Plenty of people are going to hate this movie. That's what I predict, and I can't blame them. It isn't particularly well-written, it isn't high budget enough to have the actors that you might want to see in the roles presented here, and the tone just isn't to everyone's liking. No doubt, a movie like this one has been made before, and made better; but I was appreciative of the flick's ability to at least deliver some satisfactory morsels, if nothing more. Overall, it's a forgettable but suitably unsettling little movie that is worth seeing if only for the sake of seeing it; since this is a movie that asks to merely exist and doesn't quite get off so easily with its one wish.
The film studies the lives of two men who are seemingly different, but by the end of the film, we are convinced that they're all too alike in both personality and wit. One of these two fine men is John Taylor (Clayne Crawford); an on-the-run fugitive who is shot, robbed, and desperately walking the streets waiting for someone to take him in; allowing him time to think and finally, take action. He tries a few doors until he arrives at one that just kind of seems "right". The person living in the house is Warwick (David Hyde Pierce), an ominous man living alone; claiming to be making preparations for a dinner party he is hosting that night. He is initially kind to John; and the criminal (this is John's only current occupation) treats him with equal respect. However, it becomes apparent that Warwick is preparing for something much bigger; perhaps much different. He encourages John to drink as much wine as he possibly can, and before long; Warwick has John tangled in his dark web of desires and deception.

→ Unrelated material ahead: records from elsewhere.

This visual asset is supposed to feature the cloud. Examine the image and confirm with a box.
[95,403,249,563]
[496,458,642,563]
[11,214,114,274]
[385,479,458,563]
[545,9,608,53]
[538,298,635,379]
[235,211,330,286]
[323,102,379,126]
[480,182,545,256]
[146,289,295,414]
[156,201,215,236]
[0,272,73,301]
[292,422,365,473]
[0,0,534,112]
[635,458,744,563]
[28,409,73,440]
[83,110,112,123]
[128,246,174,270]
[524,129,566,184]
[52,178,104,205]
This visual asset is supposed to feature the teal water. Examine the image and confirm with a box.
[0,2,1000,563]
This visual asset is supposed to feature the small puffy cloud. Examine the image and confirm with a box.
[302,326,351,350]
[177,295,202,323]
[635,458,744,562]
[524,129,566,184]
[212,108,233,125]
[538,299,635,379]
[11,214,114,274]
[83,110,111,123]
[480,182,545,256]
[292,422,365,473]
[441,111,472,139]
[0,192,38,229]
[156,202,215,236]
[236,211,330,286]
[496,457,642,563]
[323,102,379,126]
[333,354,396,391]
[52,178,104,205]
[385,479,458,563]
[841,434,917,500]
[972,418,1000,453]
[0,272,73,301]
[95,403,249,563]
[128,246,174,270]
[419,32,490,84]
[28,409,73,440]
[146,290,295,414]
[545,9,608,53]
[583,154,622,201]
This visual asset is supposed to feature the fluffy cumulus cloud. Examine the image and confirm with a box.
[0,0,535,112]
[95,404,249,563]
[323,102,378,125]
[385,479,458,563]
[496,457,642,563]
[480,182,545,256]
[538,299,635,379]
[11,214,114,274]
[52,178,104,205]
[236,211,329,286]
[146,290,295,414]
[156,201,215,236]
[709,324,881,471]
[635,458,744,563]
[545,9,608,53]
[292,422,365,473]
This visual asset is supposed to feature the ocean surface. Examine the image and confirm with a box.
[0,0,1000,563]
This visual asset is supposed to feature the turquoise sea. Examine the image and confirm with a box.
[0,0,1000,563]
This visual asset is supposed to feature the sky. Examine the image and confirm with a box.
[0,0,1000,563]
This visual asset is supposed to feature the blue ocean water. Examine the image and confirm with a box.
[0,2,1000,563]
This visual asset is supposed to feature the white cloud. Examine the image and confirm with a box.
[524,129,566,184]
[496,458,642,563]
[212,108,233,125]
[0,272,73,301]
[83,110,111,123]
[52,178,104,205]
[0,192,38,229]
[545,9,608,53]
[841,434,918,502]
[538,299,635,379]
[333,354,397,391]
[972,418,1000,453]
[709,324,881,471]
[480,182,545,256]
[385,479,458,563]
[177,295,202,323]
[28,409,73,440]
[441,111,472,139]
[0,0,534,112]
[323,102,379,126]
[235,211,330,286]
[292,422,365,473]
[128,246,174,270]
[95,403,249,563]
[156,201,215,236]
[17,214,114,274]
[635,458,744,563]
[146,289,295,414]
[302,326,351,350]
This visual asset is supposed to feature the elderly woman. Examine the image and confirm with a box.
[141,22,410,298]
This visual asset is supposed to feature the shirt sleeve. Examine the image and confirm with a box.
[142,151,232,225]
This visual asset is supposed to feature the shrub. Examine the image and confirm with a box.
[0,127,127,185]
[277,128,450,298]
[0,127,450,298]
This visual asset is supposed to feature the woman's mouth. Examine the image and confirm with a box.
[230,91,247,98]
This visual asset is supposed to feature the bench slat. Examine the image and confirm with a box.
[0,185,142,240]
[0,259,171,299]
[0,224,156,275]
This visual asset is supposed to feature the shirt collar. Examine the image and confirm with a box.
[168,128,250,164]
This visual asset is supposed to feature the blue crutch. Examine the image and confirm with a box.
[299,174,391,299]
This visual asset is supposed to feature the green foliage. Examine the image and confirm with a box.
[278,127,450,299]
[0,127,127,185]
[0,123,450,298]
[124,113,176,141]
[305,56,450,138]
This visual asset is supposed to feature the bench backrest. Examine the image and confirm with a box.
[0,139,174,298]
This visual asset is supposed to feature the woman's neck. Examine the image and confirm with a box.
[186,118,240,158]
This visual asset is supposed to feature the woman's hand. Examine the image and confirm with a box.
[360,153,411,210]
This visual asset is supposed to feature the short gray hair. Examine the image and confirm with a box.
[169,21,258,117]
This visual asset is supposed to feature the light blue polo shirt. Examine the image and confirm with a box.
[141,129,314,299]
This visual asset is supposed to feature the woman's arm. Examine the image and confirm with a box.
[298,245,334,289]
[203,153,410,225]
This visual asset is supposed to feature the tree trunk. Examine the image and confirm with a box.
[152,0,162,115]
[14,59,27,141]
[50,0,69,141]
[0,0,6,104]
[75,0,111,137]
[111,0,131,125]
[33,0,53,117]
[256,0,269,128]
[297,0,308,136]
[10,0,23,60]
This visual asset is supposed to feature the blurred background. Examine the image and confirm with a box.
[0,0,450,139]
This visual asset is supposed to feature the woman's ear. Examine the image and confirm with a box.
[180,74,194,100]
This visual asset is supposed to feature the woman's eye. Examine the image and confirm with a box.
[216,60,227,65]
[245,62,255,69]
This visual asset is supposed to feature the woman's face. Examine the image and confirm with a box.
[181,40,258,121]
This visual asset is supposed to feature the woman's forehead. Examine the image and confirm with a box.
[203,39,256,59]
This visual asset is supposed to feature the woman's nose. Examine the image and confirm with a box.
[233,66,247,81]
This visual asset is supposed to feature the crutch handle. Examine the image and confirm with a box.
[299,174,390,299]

John is exactly the man we expect him to be for most of the film, while Warwick reveals a much darker, possibly emotionally disturbed being. I'd be more than happy to buy into these characters and invest in the struggles that they are each forced to participate in, but the film makes no attempt to humanize or narratively build on either of the two. The film isn't too good when it comes to plotting; but to call it poorly written would be harsh and untrue criticism. There's some good dialogue that goes on here; especially when it's delivered by Pierce, who delivers some of his best work as Warwick. I won't spoil too much, since you might still be curious about "The Perfect Host" in spite of anything I might have said about it, just don't go in expecting a masterpiece. The film does, however, deliver when it comes to snappy dialogue and clever one-liners; which was enough for me, until the major, distracting flaws began to kick in.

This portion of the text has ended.